Vergroening melkveehouderij succesvol
Jan Poppe, melkveehouder in Zwolle, is enthousiast. „Al die vluchtstroken werken echt!" Hij merkte het toen ze aan het inkuilen waren. Behalve de randen waar vogels in kunnen schuilen, reed hij ook vaste mest uit op grasland. „Ook dat ging mooi. We deden trouwens altijd al aan weidevogelbeheer, maar wegens predatie door vossen, dassen en ooievaars bleef er weinig over. Maar nu hebben we weer een wulp. Met drie kuikens!" Ook is de melkveehouder met 280 koeien vol lof over de dassenburcht, maar nadeel is dus dat ze alle nesten verorberen.
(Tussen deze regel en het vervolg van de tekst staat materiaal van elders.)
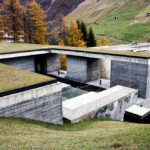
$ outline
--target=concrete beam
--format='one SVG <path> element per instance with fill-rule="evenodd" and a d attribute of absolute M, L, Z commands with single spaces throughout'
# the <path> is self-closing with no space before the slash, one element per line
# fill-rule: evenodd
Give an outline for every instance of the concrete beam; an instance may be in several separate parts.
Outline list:
<path fill-rule="evenodd" d="M 119 55 L 110 55 L 110 54 L 98 54 L 98 53 L 90 53 L 90 52 L 76 52 L 76 51 L 69 51 L 69 50 L 51 50 L 51 53 L 54 54 L 65 54 L 70 56 L 80 56 L 80 57 L 87 57 L 87 58 L 98 58 L 98 59 L 109 59 L 109 60 L 118 60 L 124 62 L 133 62 L 133 63 L 140 63 L 140 64 L 147 64 L 147 58 L 138 58 L 138 57 L 127 57 L 127 56 L 119 56 Z"/>
<path fill-rule="evenodd" d="M 35 55 L 42 55 L 42 54 L 49 54 L 49 50 L 36 50 L 31 52 L 14 52 L 14 53 L 5 53 L 0 54 L 1 59 L 9 59 L 9 58 L 17 58 L 17 57 L 25 57 L 25 56 L 35 56 Z"/>

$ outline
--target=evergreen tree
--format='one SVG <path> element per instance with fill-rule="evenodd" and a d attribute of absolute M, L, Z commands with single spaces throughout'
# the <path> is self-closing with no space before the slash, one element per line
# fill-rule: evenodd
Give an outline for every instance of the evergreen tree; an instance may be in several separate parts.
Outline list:
<path fill-rule="evenodd" d="M 87 39 L 87 46 L 94 47 L 96 45 L 97 45 L 97 42 L 96 42 L 95 34 L 94 34 L 92 27 L 90 26 L 89 33 L 88 33 L 88 39 Z"/>
<path fill-rule="evenodd" d="M 2 5 L 4 18 L 4 31 L 13 37 L 14 42 L 19 42 L 23 35 L 23 6 L 18 0 L 7 0 Z"/>
<path fill-rule="evenodd" d="M 32 38 L 32 34 L 33 34 L 33 27 L 32 27 L 32 23 L 31 23 L 31 18 L 30 18 L 30 14 L 29 14 L 29 8 L 30 8 L 30 3 L 27 2 L 26 6 L 25 6 L 25 11 L 24 11 L 24 40 L 25 43 L 32 43 L 33 38 Z"/>
<path fill-rule="evenodd" d="M 47 28 L 44 21 L 46 18 L 44 11 L 35 0 L 29 3 L 27 11 L 29 12 L 30 24 L 32 26 L 32 43 L 45 44 Z"/>
<path fill-rule="evenodd" d="M 4 20 L 3 20 L 3 16 L 0 15 L 0 41 L 2 40 L 4 35 Z"/>
<path fill-rule="evenodd" d="M 83 40 L 87 43 L 87 38 L 88 38 L 87 26 L 83 21 L 81 21 L 81 23 L 80 23 L 80 30 L 82 32 Z"/>
<path fill-rule="evenodd" d="M 81 30 L 81 22 L 80 22 L 80 20 L 76 20 L 76 23 L 78 25 L 78 28 Z"/>
<path fill-rule="evenodd" d="M 86 43 L 82 39 L 81 30 L 78 28 L 78 25 L 74 19 L 71 19 L 69 23 L 68 45 L 86 47 Z"/>

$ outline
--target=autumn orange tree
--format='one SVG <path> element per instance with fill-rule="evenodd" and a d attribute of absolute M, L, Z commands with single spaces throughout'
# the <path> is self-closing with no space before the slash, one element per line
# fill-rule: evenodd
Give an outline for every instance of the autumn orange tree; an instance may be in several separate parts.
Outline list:
<path fill-rule="evenodd" d="M 0 15 L 0 41 L 2 40 L 3 35 L 4 35 L 4 20 L 3 16 Z"/>
<path fill-rule="evenodd" d="M 30 24 L 32 26 L 32 43 L 45 44 L 47 27 L 45 23 L 46 15 L 44 10 L 35 0 L 28 3 L 26 11 L 29 14 Z"/>
<path fill-rule="evenodd" d="M 68 45 L 75 47 L 86 47 L 86 42 L 82 39 L 81 30 L 78 28 L 78 24 L 73 18 L 69 22 Z"/>
<path fill-rule="evenodd" d="M 13 37 L 14 42 L 19 42 L 23 35 L 23 6 L 19 0 L 7 0 L 2 4 L 4 31 Z"/>
<path fill-rule="evenodd" d="M 56 16 L 56 24 L 57 24 L 57 34 L 59 45 L 66 45 L 67 44 L 67 36 L 68 36 L 68 27 L 64 21 L 64 15 L 59 13 Z"/>

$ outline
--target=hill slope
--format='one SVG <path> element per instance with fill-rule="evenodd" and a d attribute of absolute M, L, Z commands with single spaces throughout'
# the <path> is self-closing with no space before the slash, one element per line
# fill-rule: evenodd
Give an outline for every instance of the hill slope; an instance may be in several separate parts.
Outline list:
<path fill-rule="evenodd" d="M 92 24 L 96 34 L 124 41 L 150 41 L 150 0 L 86 0 L 67 17 Z M 115 21 L 114 17 L 119 20 Z M 98 25 L 94 22 L 99 22 Z"/>
<path fill-rule="evenodd" d="M 149 125 L 97 119 L 56 126 L 23 119 L 0 119 L 0 150 L 149 150 L 149 141 Z"/>

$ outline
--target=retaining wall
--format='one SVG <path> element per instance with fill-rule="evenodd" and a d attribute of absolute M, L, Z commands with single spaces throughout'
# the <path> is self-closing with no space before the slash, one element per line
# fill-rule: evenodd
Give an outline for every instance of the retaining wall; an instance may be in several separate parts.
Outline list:
<path fill-rule="evenodd" d="M 111 86 L 136 86 L 139 97 L 148 98 L 148 64 L 111 61 Z"/>
<path fill-rule="evenodd" d="M 67 78 L 86 83 L 100 78 L 100 59 L 67 56 Z"/>
<path fill-rule="evenodd" d="M 0 117 L 63 124 L 60 83 L 1 97 Z"/>
<path fill-rule="evenodd" d="M 2 59 L 0 63 L 35 72 L 34 56 Z"/>

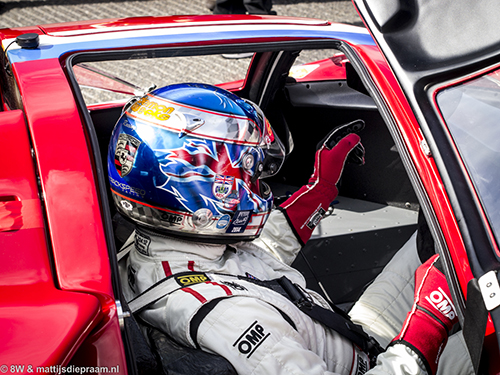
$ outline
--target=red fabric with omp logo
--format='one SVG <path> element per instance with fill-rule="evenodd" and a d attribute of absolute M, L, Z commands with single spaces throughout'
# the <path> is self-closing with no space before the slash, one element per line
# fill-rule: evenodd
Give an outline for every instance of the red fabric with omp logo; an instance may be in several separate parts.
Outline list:
<path fill-rule="evenodd" d="M 413 349 L 435 374 L 448 333 L 458 322 L 446 277 L 436 268 L 434 255 L 415 272 L 415 301 L 403 328 L 391 345 L 404 344 Z"/>

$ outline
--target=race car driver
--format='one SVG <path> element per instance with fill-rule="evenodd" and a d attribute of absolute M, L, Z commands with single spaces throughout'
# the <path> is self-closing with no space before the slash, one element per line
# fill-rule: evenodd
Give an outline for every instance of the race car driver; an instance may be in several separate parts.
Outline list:
<path fill-rule="evenodd" d="M 123 258 L 132 310 L 239 374 L 434 375 L 457 322 L 436 256 L 417 269 L 413 306 L 380 354 L 290 267 L 335 199 L 345 162 L 364 161 L 359 136 L 344 135 L 327 137 L 309 183 L 272 210 L 262 179 L 279 171 L 285 151 L 255 104 L 176 84 L 128 106 L 108 174 L 119 212 L 137 225 Z M 432 302 L 435 290 L 446 311 Z"/>

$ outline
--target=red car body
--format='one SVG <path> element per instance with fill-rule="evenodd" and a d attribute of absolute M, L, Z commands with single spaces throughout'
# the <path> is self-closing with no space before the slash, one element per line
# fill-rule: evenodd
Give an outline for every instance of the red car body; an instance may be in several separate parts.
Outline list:
<path fill-rule="evenodd" d="M 26 33 L 40 36 L 37 48 L 17 46 L 15 38 Z M 92 151 L 85 108 L 69 69 L 70 59 L 81 52 L 189 46 L 230 50 L 242 44 L 324 40 L 348 46 L 377 88 L 371 94 L 393 119 L 392 136 L 426 192 L 455 272 L 455 303 L 463 322 L 467 284 L 474 275 L 456 215 L 412 107 L 364 29 L 281 17 L 146 17 L 3 29 L 0 39 L 6 57 L 0 112 L 0 365 L 7 366 L 0 368 L 2 373 L 40 368 L 57 373 L 61 366 L 133 373 L 120 328 L 126 318 L 117 304 L 113 242 L 105 224 L 110 205 L 102 194 L 106 177 Z M 342 57 L 324 60 L 307 79 L 345 79 L 344 62 Z M 241 92 L 248 84 L 242 80 L 223 87 Z M 16 91 L 19 97 L 12 98 Z M 491 319 L 484 350 L 498 358 Z M 500 372 L 498 360 L 488 366 L 489 373 Z"/>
Esther Graaskamp, projectleider van Agrarisch Natuurbeheer collectief Noordwest Overijssel, is blij met de aanmeldingen. „Maar liefst 50 boeren deden mee. Dat is super, daar we hoopten op zo’n 30 boeren. Het mooie is dat de maatregelen die we hebben bedacht voor vergroening van het landbouwbeleid, heel goed haalbaar zijn.”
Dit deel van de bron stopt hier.